Theresia Sandra, a specialist in chronic lung disease at the Health Ministry,
credits the Bloomberg Initiative with helping local governments counter the
influence of big tobacco. The group “builds organizations to balance against
the strength of industry and opens local governments to the necessity of
protecting their communities,” Dr.
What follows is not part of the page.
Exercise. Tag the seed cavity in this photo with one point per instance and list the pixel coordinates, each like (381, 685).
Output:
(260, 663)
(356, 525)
Sandra said.
In one
national success, the Indonesian government, with help from the Bloomberg
Initiative, passed a law in 2014 requiring manufacturers to put warning labels
on cigarette packaging.
The
tobacco fight in Indonesia, the world’s most populous Muslim nation, even
extends to the country’s most powerful Muslim organizations, and shows just how
central the issue is for society and the economy.
Muhammadiyah,
Indonesia’s second-largest Muslim organization, became the first major Muslim
group in the country to issue an edict declaring that smoking is forbidden in
all circumstances, citing smoking’s devastating consequences to public health.
The 2010
decision was significant: Muhammadiyah operates thousands of schools,
universities and hospitals around the country. Almost overnight, those places
became smoke-free zones.
But the
Indonesian media quickly pounced on a funding detail. Posted on the Bloomberg
Initiative’s website was a $393,000 grant to Muhammadiyah in 2009. According to
Bloomberg’s website at the time, the grant sought “the issuance and dissemination
of religious advice on the dangers of tobacco use among Muhammadiyah/Islamic
institutions.”
Critics
accused Muhammadiyah of seeking to unite Muslim opinion against tobacco in
return for the grant money.
Dr.
Sudibyo Markus, who led Muhammadiyah’s health department at the time, said
there had never been any quid pro quo.
Meanwhile,
religious leaders affiliated with Nahdlatul Ulama, Muhammadiyah’s main rival,
criticized Muhammadiyah for supposedly bowing to Bloomberg’s money. But
Nahdlatul Ulama, which does not view smoking as forbidden in most
circumstances, receives funding from the foundation wing of Djarum, Indonesia’s
third-largest tobacco company.
The
group’s vice chairman, Maksum Mahfudh, said there was “no relationship
whatsoever” between the funding and its decision that it would not forbid
smoking. He added that moving “drastically” against tobacco would impoverish
the farmers and sellers who are “grass-roots people of N.U.”
For now,
the two sides appear to have fought to a draw. After steadily rising for a
decade, the smoking rate has plateaued, according to the Indonesian Family Life
Survey, funded by the United States National Institutes of Health, that was
released in April.
Still,
Philip Morris International remains optimistic about Indonesia. In a February
conference call with investors, André Calantzopoulos, the chief executive
officer, said Indonesia remained a good bet.
“We
remain optimistic about the profit growth opportunities in this key market
thanks to its growing adult population and rising income levels,” he told them.